Britt continued to sand the hull of the boat until midnight, nine solid hours of noisy, hard work. Without taking a break, he began to apply marine varnish. Just yesterday, the job would have given him pleasure, watching the mahogany come alive under the finish. Tonight he attacked the job, not out of pleasure, but out of a desperate need to do something besides track down his brother and murder him. Watching his hand shake as he wielded the brush, he imagined what he would like to do to Phillip with his bare hands. It was not a pretty picture, but going over and over it in his mind gave him some satisfaction. His neck was beginning to ache from clenching his jaw, but he made no attempt to let go of any of the anger and bitterness. Hatred was too real and necessary a thing to him, coursing through his veins, a boiling liquid. There was a loud, ugly racket going on in his head, but it wasn’t music this time. He had been able to drown part of it out with the sander, but now there was only the hum of the two exhaust fans at the door and the racket in his head. He worked until he was finished with the hull, leaving the topside for daylight. Too many bugs were being attracted by the light. That was what was wrong with the South—too many damn bugs.
Leaving the fans running, he stomped upstairs and went into the kitchen. It was two a.m. How long had it been since he had slept? His hand ached, and he knew he should take his medicine for the swelling. A note from Dena reminded him to eat something first. With a sigh, he spooned some of the peach pie she’d made onto a plate, frowning at the sticky goo. Too many bugs and too much damn sugar.

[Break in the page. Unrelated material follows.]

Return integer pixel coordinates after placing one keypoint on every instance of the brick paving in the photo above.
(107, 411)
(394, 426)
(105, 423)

He sat on the sofa and ate the pie and took the pills and looked up at his darkened bedroom. What kind of stubborn madness had brought Dena back to this house in the middle of the night? She should have been frightened of him; she should have stayed away from his blind rage.
And yet he had known she would come back. And the fact that she was here, and had remained here, was what was anchoring him to this place. There was no other reason for him to stay in this hot, buggy, sugar-infested state. One speeding ticket. As his lawyers had assured him and the D.A., it was the only thing Britt could be convicted on. Ha! Would the state of North Carolina come to London after him for one speeding ticket? He didn’t think so. Were it not for Dena, he would be there now, letting his British buddies pour enough alcohol down him to drown out the god-awful racket in his head.
Dena. What kept her here? What had made her put their home back together single-handedly? She should be angry at him or hurt or afraid. She did not appear to be any of those things, although he could not exactly determine what her mood was. And he was confused by her silence.
Britt sat on the sofa with his arms folded and cursed his brother until dawn.